When used in prophylaxis, only VT-1161 improved 21-day survival compared with placebo: 60% vs. 10% for placebo and 20% for posaconazole, with median survival times for placebo, VT-1161 and posaconazole of 8 days, at least 21 days and 12 days, respectively (P < .05). In continuous therapy, VT-1161 enhanced 21-day survival compared to placebo: 80% vs. 10%, with median survival for placebo and VT-1161 being 8 days and at least 21 days, respectively (P < .002). Continuous therapy with posaconazole resulted in 21-day survival of 50% and median survival time of 16 days, with a trend toward significance compared with placebo (P = .06), while posaconazole delayed therapy resulted in 40% survival and median survival time of 15 days (P = .12 compared with placebo).
Conclusion
These studies suggest that in the future, it may be possible to offer an expanded armamentarium of antifungal therapies to patients with IFI. Novel therapies alone, however, will likely not be sufficient to overcome the challenges posed by antifungal drug resistance. I look forward to further data on some of the newest clinical agents presented at recent conferences and further discussion on measures to ensure appropriate use of antifungal therapies, which should be essential components of all institutional antimicrobial stewardship programs. – by Dimitrios Kontoyiannis, MD
References:
Brown GD, et al.

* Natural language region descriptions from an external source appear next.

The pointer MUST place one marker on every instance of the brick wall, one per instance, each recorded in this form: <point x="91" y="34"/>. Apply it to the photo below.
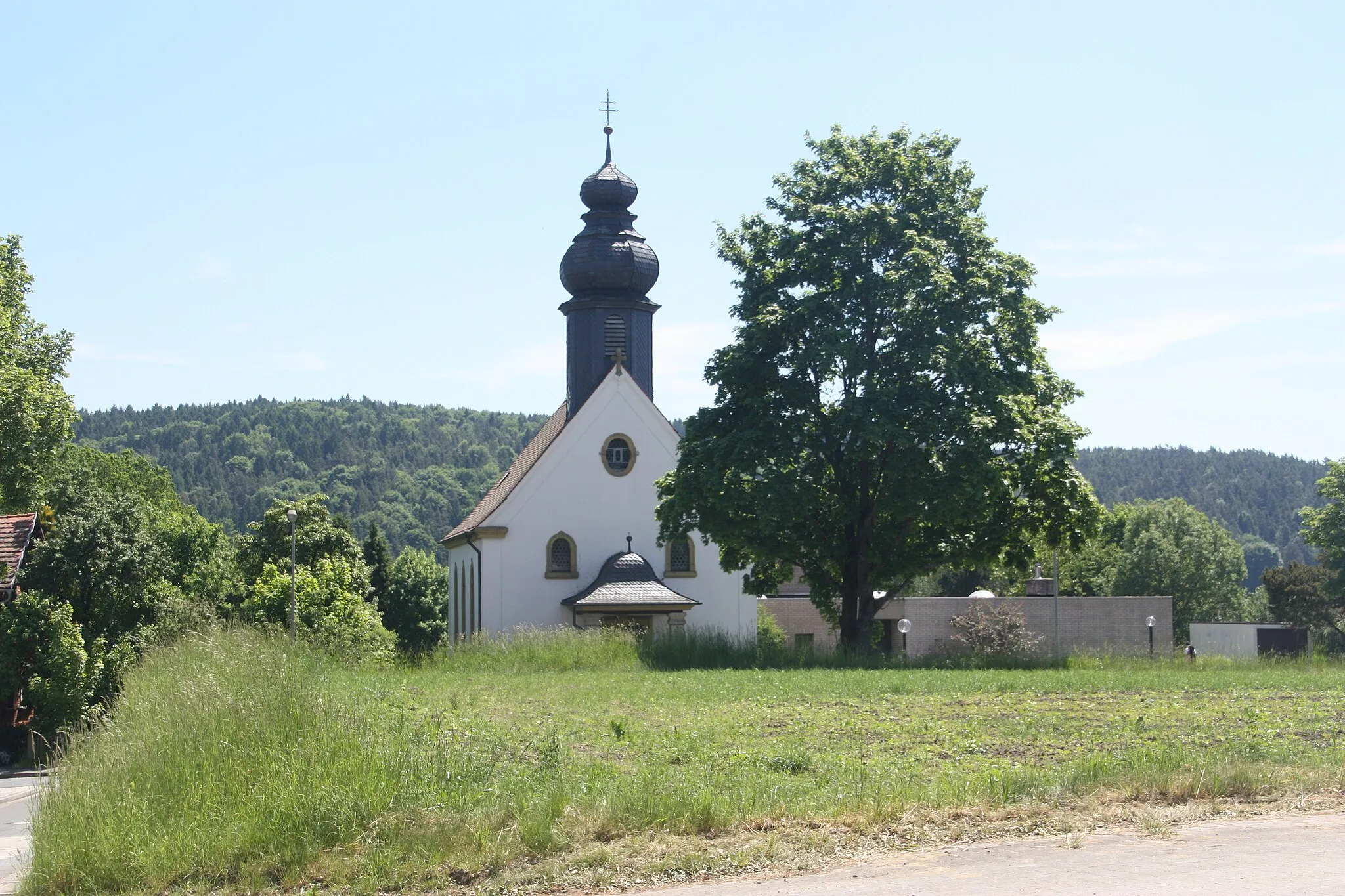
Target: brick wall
<point x="1087" y="625"/>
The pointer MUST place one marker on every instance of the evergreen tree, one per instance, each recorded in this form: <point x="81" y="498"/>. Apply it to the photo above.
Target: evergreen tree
<point x="378" y="559"/>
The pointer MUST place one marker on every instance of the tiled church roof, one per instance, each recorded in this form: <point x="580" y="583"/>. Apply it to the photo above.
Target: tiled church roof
<point x="628" y="581"/>
<point x="513" y="476"/>
<point x="16" y="531"/>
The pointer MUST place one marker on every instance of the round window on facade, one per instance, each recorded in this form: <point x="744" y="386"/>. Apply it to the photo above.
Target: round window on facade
<point x="619" y="454"/>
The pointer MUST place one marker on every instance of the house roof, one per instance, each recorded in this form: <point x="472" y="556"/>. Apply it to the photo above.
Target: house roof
<point x="628" y="581"/>
<point x="16" y="532"/>
<point x="513" y="476"/>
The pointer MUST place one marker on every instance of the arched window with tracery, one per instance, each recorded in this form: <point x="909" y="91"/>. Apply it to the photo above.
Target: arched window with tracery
<point x="562" y="558"/>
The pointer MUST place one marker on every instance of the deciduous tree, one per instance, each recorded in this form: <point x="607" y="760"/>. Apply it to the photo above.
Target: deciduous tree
<point x="885" y="409"/>
<point x="414" y="601"/>
<point x="35" y="412"/>
<point x="1324" y="528"/>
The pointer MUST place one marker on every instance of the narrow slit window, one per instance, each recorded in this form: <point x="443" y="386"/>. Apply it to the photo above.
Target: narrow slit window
<point x="613" y="336"/>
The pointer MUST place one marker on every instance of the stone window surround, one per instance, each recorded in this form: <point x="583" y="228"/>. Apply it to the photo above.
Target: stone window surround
<point x="575" y="558"/>
<point x="669" y="572"/>
<point x="630" y="444"/>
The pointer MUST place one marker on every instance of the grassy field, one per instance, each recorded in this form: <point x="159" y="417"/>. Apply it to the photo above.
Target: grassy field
<point x="562" y="761"/>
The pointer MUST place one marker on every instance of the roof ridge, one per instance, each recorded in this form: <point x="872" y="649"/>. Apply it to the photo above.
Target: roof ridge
<point x="521" y="467"/>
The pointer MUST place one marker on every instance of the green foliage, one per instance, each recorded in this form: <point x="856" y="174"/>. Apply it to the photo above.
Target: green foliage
<point x="42" y="654"/>
<point x="318" y="536"/>
<point x="330" y="608"/>
<point x="414" y="602"/>
<point x="1298" y="595"/>
<point x="1254" y="495"/>
<point x="994" y="629"/>
<point x="238" y="763"/>
<point x="771" y="636"/>
<point x="1324" y="528"/>
<point x="35" y="412"/>
<point x="378" y="558"/>
<point x="1169" y="547"/>
<point x="1259" y="557"/>
<point x="885" y="409"/>
<point x="414" y="471"/>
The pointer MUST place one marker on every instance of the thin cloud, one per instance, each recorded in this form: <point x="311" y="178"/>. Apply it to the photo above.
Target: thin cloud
<point x="1115" y="343"/>
<point x="95" y="352"/>
<point x="1325" y="250"/>
<point x="301" y="360"/>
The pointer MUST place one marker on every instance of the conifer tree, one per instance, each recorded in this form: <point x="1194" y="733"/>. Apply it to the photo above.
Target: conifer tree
<point x="380" y="562"/>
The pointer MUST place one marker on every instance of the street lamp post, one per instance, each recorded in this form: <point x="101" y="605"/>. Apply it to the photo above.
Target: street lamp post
<point x="292" y="515"/>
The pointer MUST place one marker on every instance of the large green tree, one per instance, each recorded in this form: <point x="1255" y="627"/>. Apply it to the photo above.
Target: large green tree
<point x="885" y="409"/>
<point x="1172" y="548"/>
<point x="414" y="602"/>
<point x="1324" y="528"/>
<point x="35" y="412"/>
<point x="1298" y="595"/>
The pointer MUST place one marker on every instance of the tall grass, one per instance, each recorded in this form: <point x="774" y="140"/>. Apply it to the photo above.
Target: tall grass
<point x="242" y="762"/>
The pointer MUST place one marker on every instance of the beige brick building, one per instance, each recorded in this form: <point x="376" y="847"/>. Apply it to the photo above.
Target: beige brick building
<point x="1087" y="625"/>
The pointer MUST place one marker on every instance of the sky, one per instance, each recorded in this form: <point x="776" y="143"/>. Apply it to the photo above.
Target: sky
<point x="324" y="199"/>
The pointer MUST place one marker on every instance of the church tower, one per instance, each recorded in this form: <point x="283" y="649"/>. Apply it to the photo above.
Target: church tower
<point x="607" y="270"/>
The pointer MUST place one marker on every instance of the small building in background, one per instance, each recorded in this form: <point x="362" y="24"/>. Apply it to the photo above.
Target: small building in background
<point x="18" y="532"/>
<point x="1086" y="625"/>
<point x="1248" y="640"/>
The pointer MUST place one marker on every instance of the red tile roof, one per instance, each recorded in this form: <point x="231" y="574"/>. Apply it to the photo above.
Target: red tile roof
<point x="16" y="531"/>
<point x="513" y="476"/>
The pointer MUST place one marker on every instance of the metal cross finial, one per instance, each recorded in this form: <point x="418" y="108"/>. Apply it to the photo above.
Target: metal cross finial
<point x="607" y="109"/>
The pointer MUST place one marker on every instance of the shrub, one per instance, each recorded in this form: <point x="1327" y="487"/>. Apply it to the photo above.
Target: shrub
<point x="330" y="608"/>
<point x="994" y="629"/>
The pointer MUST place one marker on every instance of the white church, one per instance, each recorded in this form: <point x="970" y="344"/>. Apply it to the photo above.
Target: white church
<point x="568" y="535"/>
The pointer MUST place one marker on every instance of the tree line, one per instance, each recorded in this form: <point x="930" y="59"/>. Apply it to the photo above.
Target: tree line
<point x="413" y="471"/>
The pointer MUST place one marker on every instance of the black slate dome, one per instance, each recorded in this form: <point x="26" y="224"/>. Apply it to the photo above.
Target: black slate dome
<point x="608" y="188"/>
<point x="608" y="258"/>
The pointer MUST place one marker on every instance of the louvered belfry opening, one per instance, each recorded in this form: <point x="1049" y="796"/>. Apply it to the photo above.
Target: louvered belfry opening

Sci Transl Med. 2012;doi:10.1126/scitranslmed.3004404.
Cleveland AA, et al. Clin Infect Dis. 2012;doi:10.1093/cid/cis697.
De Pauw B, et al. Clin Infect Dis. 2008;doi:10.1086/588660.
Gebremariam T, et al. Prophylactic treatment of pulmonary mucormycosis with VT-1161 using immunosuppressed mice. Presented at: Interscience Conference on Antimicrobial Agents and Chemotherapy; Sept. 17-21, 2015; San Diego.
Hall D, et al. Abstract M-852 Presented at: Interscience Conference on Antimicrobial Agents and Chemotherapy; Sept. 17-21, 2015; San Diego.
Lockhart SR, et al. J Clin Microbiol. 2012;doi:10.1128/JCM.01283-12.
Shields RK, et al. Abstract M-1302. Presented at: Interscience Conference on Antimicrobial Agents and Chemotherapy; Sept. 17-21, 2015; San Diego.
Disclosure: Kontoyiannis reports associations with companies including Astellas, Merck and Pfizer.